To be fair, banks were not the inventor of KYC or ALM regulations; nor do they have control over legislators. However, their clients report that the approach to compliance is often not customer-centric. Clients believe that a bank’s fear for penalties is far greater than their love for clients’ business.

Client frustration is about the rigidness of processes and the effort this imposes on them. A further energy drain is the time that it takes for banks to process documents and the non-transparent way in which they can decide to reject documents that have been collected and processed internally; for example on the basis of requirements not previously mentioned. Treasurers can feel they are being penalised, given the delay and extra effort incurred in their treasury project for reasons beyond their control.

Both bankers and their corporate clients are struggling with the mandatory documentation requirements. The upcoming 2016 edition of the PwC Global Treasury Benchmark Survey – which will be released later this month at the EuroFinance international treasury and cash management conference in Vienna on 12-14 October – echoes this observation and lists KYC as a top-3 project hot topic on the treasurer’s agenda.

Where next from here?

Given the fact that KYC is a compliance issue, let’s agree that it impacts the non-competitive space of bank services. What options do banks and corporates have to reduce the cost of compliance and eliminate the energy drain around this process? If banks and treasurers can agree that KYC and ALM compliance is an nuisance pre-requisite for banks, the obvious route to reducing the cost of KYC documentation for banks and their clients  is a combination of standardisation and transparency that equals predictability.

A potential solution to the problem could be that banks and corporates collaborate and share experiences to standardise interpretation and work jointly on breaking down barriers. This would be very similar to how they have collaborated within the Corporate Reference Group (CRG) and European Payment Council (EPC) on harmonising the technical interpretation of the XML ISO20022 standard and the introduction of the single euro payments area (SEPA) payment methods. This approach is not a quick fix for today’s issues, but given the non-competitiveness of KYC processes, it provides upside potential in the longer term.

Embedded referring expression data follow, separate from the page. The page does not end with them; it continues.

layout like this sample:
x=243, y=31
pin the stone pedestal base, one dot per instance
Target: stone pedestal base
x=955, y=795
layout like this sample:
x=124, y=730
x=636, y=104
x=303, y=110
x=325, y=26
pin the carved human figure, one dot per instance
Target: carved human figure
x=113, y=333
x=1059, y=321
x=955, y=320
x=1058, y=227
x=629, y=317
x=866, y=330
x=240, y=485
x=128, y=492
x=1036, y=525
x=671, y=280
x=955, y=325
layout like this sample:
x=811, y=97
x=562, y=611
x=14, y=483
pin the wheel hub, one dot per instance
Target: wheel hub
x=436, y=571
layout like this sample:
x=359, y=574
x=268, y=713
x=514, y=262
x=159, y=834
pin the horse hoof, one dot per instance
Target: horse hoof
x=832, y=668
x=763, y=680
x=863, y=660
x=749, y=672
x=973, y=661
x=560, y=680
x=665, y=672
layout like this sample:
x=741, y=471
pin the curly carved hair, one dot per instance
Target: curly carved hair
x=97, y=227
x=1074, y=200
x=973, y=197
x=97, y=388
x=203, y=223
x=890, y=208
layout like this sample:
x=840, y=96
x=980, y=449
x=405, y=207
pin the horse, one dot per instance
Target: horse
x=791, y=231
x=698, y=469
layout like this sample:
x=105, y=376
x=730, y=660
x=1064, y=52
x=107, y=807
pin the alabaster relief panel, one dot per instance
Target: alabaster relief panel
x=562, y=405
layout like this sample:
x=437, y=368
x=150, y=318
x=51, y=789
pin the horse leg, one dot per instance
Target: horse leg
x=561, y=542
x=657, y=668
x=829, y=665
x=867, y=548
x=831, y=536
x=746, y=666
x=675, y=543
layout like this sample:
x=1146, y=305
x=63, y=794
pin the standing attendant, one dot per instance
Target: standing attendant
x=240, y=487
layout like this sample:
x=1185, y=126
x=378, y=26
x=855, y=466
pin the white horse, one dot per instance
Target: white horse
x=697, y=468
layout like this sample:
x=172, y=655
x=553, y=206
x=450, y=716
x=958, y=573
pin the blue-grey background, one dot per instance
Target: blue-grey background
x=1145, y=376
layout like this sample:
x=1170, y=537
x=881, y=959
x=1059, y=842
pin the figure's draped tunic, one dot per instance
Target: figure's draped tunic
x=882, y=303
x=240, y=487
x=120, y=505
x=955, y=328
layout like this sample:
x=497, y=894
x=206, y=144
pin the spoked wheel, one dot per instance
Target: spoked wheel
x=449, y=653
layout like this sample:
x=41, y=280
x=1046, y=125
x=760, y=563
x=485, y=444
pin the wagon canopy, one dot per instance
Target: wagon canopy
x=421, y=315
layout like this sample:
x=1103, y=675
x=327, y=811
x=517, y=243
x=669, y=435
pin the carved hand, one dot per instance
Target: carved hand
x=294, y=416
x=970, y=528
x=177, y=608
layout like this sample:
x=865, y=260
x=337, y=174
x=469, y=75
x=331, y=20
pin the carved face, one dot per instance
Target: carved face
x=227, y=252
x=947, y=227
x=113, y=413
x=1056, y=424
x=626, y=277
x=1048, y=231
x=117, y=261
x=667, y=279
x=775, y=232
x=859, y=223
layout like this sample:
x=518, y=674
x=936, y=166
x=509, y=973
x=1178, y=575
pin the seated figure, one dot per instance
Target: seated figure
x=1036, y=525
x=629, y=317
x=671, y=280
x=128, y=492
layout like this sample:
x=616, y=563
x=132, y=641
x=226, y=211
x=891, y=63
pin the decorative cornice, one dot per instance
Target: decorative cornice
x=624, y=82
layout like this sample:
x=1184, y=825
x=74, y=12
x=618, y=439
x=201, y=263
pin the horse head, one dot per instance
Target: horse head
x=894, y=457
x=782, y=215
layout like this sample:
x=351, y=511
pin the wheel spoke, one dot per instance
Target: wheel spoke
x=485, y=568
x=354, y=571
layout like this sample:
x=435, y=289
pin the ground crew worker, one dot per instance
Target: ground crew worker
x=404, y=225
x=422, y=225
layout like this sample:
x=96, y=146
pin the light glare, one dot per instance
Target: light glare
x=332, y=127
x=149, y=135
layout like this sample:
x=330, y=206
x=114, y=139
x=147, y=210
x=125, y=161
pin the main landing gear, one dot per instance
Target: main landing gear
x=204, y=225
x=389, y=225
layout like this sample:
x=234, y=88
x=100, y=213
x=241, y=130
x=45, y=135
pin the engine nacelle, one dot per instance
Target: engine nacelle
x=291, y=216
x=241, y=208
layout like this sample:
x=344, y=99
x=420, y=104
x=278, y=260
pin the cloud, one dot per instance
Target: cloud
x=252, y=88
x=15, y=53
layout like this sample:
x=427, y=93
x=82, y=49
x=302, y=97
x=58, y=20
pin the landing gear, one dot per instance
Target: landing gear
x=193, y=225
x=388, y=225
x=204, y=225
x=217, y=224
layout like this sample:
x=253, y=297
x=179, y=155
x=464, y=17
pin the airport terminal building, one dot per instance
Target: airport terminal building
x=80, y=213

Such collaboration on KYC may at first aim for a common interpretation of the legislative and regulatory requirements on a country-by-country basis. By doing so, it makes the KYC process more transparent for both banks and their clients. In this process of harmonisation, the body will gain deep understanding of best practices and unnecessary red tape. Any legislator and regulator should be interested in this information, as it offers valuable input for updating and streamlining the governing law and regulations to make their business environment more competitive.

Call to action

Bank documentation has increased the cost of bank relationships. Few will challenge its necessity, but it is a growing source of tension. As KYC compliance could be seen as a non-competitive aspect of financial services, both banks and their customers may benefit from collaboration aimed at the standardisation of interpretation and processing. Such collaboration may provide valuable feedback to legislators and regulators as to how they could reduce red tape without necessarily undermining the key objective of KYC.

We urge banks and treasury organisations to come together and work together, similar to their collaboration in the CRG and EPC.